Evaluating the reconstruction of individual haloes in constrained cosmological simulations

Constrained cosmological simulations play an important role in modelling the local Universe, enabling investigation of the dark matter content of local structures and their formation histories. We introduce a method for determining the extent to which individual haloes are reliably reconstructed between constrained simulations, and apply it to the Constrained Simulations in BORG (CSiBORG) suite of $101$ high-resolution realisations across the posterior probability distribution of initial conditions from the Bayesian Origin Reconstruction from Galaxies (BORG) algorithm.

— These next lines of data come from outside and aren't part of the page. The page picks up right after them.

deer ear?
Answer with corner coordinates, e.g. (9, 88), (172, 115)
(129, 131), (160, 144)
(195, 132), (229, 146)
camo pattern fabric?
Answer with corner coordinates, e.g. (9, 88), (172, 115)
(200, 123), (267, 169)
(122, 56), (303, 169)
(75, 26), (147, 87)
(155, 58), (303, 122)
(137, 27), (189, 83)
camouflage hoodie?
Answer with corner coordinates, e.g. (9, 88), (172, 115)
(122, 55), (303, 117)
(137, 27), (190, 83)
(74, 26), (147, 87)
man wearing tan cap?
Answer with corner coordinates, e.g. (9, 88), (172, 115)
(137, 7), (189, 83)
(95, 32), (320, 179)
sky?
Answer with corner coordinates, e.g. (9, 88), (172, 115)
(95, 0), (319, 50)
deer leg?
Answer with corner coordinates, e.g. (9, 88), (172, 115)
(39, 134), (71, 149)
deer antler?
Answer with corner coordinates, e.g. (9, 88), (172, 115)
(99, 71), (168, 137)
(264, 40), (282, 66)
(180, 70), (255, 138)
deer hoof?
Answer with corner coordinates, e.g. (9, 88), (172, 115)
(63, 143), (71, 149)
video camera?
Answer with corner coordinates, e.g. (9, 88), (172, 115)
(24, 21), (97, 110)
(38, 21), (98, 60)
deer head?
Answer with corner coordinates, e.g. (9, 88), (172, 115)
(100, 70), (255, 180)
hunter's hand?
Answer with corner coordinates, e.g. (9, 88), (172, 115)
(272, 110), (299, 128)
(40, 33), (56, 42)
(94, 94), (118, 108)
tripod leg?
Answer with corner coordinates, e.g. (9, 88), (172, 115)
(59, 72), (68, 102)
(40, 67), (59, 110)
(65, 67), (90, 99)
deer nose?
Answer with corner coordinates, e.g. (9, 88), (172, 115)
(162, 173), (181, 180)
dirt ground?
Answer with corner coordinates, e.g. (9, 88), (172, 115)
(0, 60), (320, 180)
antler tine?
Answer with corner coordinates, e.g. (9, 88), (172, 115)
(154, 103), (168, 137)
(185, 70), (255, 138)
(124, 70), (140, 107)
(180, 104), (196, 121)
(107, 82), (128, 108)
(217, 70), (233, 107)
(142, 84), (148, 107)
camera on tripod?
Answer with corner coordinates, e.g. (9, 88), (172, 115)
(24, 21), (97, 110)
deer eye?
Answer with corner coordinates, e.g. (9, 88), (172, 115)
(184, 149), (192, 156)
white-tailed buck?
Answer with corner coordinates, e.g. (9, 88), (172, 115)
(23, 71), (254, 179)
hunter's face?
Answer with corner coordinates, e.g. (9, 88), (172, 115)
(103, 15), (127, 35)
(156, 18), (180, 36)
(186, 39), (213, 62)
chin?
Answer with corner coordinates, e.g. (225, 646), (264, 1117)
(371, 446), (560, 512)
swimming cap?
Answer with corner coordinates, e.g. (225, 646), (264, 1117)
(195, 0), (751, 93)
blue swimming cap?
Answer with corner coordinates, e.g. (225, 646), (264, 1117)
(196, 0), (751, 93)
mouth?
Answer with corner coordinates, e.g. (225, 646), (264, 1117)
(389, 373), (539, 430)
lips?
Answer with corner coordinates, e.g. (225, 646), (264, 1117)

The method is based on the overlap of the initial Lagrangian patch of a halo in one simulation with those in another, and therefore measures the degree to which the haloes' particles are initially coincident. By this metric we find consistent reconstructions of $M\gtrsim10^{14}~M_\odot / h$ haloes across the CSiBORG simulations, indicating that the constraints from the BORG algorithm are sufficient to pin down the masses, positions and peculiar velocities of clusters to high precision. The effect of the constraints tapers off towards lower mass however, and the halo spins and concentrations are largely unconstrained at all masses. We document the advantages of evaluating halo consistency in the initial conditions, describe how the method may be used to quantify our knowledge of the halo field given galaxy survey data analysed through the lens of probabilistic inference machines such as BORG, and describe applications to matched but unconstrained simulations.